OBJECTIVES: Pharmaceuticals’ often lengthy time-to-market is largely determined by the duration of regulatory agency review, where inefficiencies can often lead to backlogs that delay approval. To speed access to innovative medicines, governments have recently developed accelerated approval pathways (AAPs). This study aims to examine the performance of these AAPs in comparison with standard approval pathways (SAPs) in Australia, Canada, and Saudi Arabia.

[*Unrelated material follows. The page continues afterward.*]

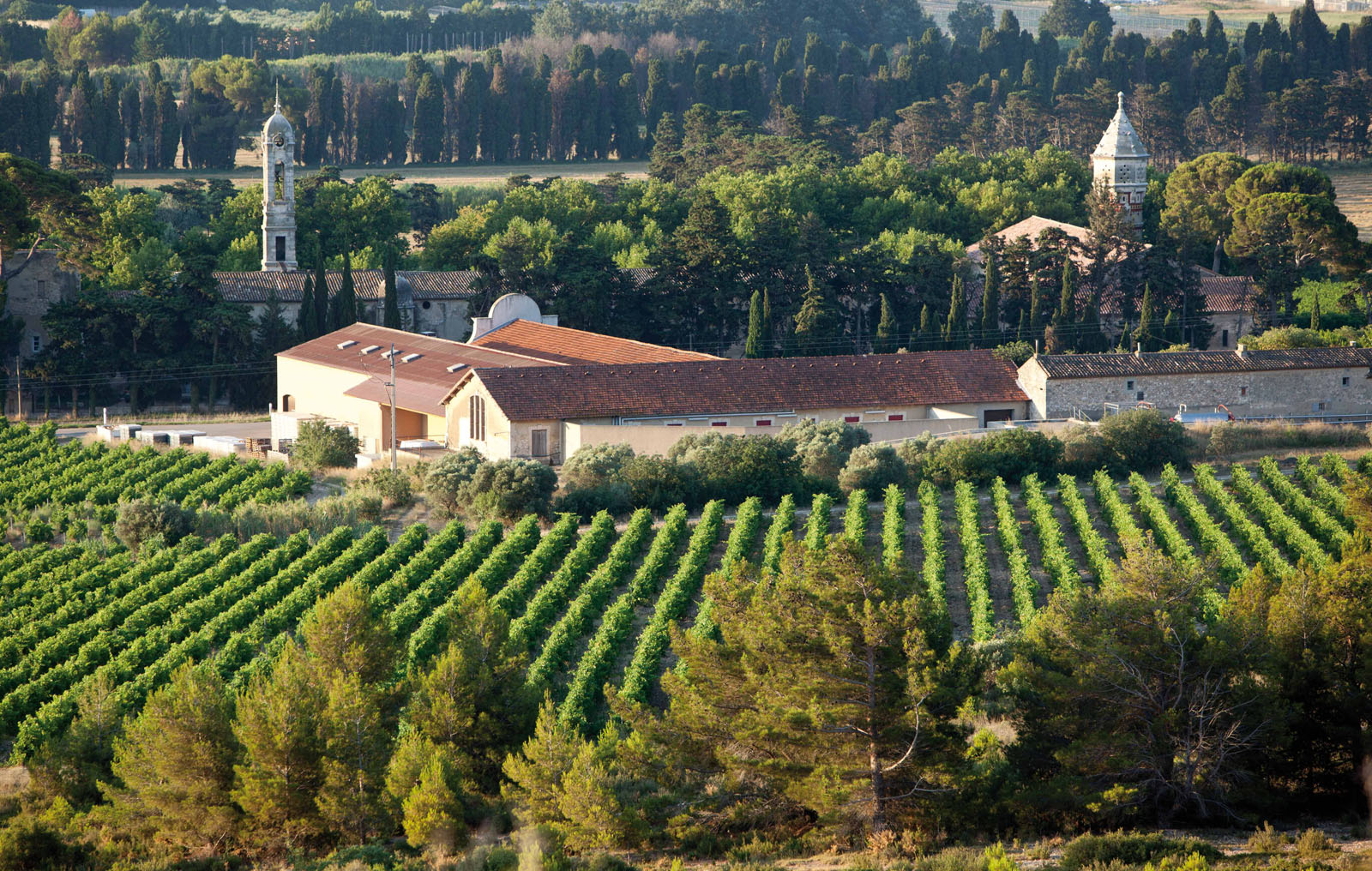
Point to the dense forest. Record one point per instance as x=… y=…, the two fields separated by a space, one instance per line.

METHODS: Regulatory agency websites were systematically reviewed for data and guidelines concerning market approvals. Median approval time (MAT) for new chemical entities (NCEs) was estimated by calculating the median difference between date of submission and the date of approval for 42 products approved in 2016–2017.

RESULTS: The MAT for NCEs was 307, 356, and 500 days in Australia, Canada, and Saudi Arabia, respectively. In Australia, 13 applications were accepted to the new priority review pathway since its mid-2017 inception. Among those, 2 have been approved to date, at a MAT of 145 days. In Canada, 4 NCEs were approved through the priority pathway, with a MAT of 246 days. The majority of priority products in these countries were oncology drugs (60%), with genetic and rare diseases accounting for the remainder. The Saudi FDA did not publish details of applications logged through its new abridged/verification approval pathway.

CONCLUSIONS: Drugs that met eligibility criteria, particularly oncology drugs, obtained earlier approval through AAPs. Compared to SAP, AAP-reviewed drugs were approved 40% and 30% faster in Australia and Canada, respectively. In both countries, MAT through the SAP also falls within 5% of regulatory agency targets. Saudi Arabia’s recently introduced AAP offers similar promise but there is reason for skepticism regarding its ability to address approval delays. MAT through SAP is notably longer in Saudi Arabia than the 290-day target as full and lengthy assessments of drugs — including product testing —are conducted by Saudi FDA.